SEBI slaps ₹21 cr fine on 52 entities in Religare Finvest fund diversion case
The Hindu
The 52 entities include borrower or intermediate conduit entities through which the funds were transferred and entities that played a key role in the approval of grant of loans by RFL to various borrower companies
Capital markets regulator SEBI has imposed a fine totalling ₹21 crore on 52 entities, including Fortis Healthcare Holdings, in a case pertaining to huge diversion and misutilisation of funds of Religare Finvest, an arm of Religare Enterprises.
They have been asked to pay the fine within 45 days, according to an order passed by the Securities and Exchange Board of India (SEBI) on Monday.
The case involves a complex web of transactions whereby the funds of listed company Religare Enterprises Limited (REL) were diverted through its subsidiary Religare Finvest Ltd. (RFL) for the ultimate benefit of the erstwhile promoters — RHC Holding, Malvinder Mohan Singh and Shivinder Mohan Singh.

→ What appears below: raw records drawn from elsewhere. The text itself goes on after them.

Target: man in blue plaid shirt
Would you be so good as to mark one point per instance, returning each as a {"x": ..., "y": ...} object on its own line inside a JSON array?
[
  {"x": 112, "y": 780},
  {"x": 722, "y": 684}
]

Funds were also misutilised for repayment of earlier loans taken from RFL.
“The whole scheme of fraud led to diversion of funds of ₹2473.66 crore out of a material subsidiary of REL and also mis-utilisation of funds of ₹487.92 crores of RFL,” SEBI said in its 390-page order.
Such a huge diversion and misutilisation of funds of RFL in which REL held 85.64% stake and which contributed 57% of consolidated revenue of RFL as on March 31, 2018 definitely abuses the assets of a listed company and in turn also affects the investors, it added.
The elaborate scheme was perpetrated to use the funds of a material subsidiary of a listed company for the ultimate benefit of the promoters.
The 52 entities include borrower or intermediate conduit entities through which the funds were transferred and entities that played a key role in the approval of grant of loans by RFL to various borrower companies.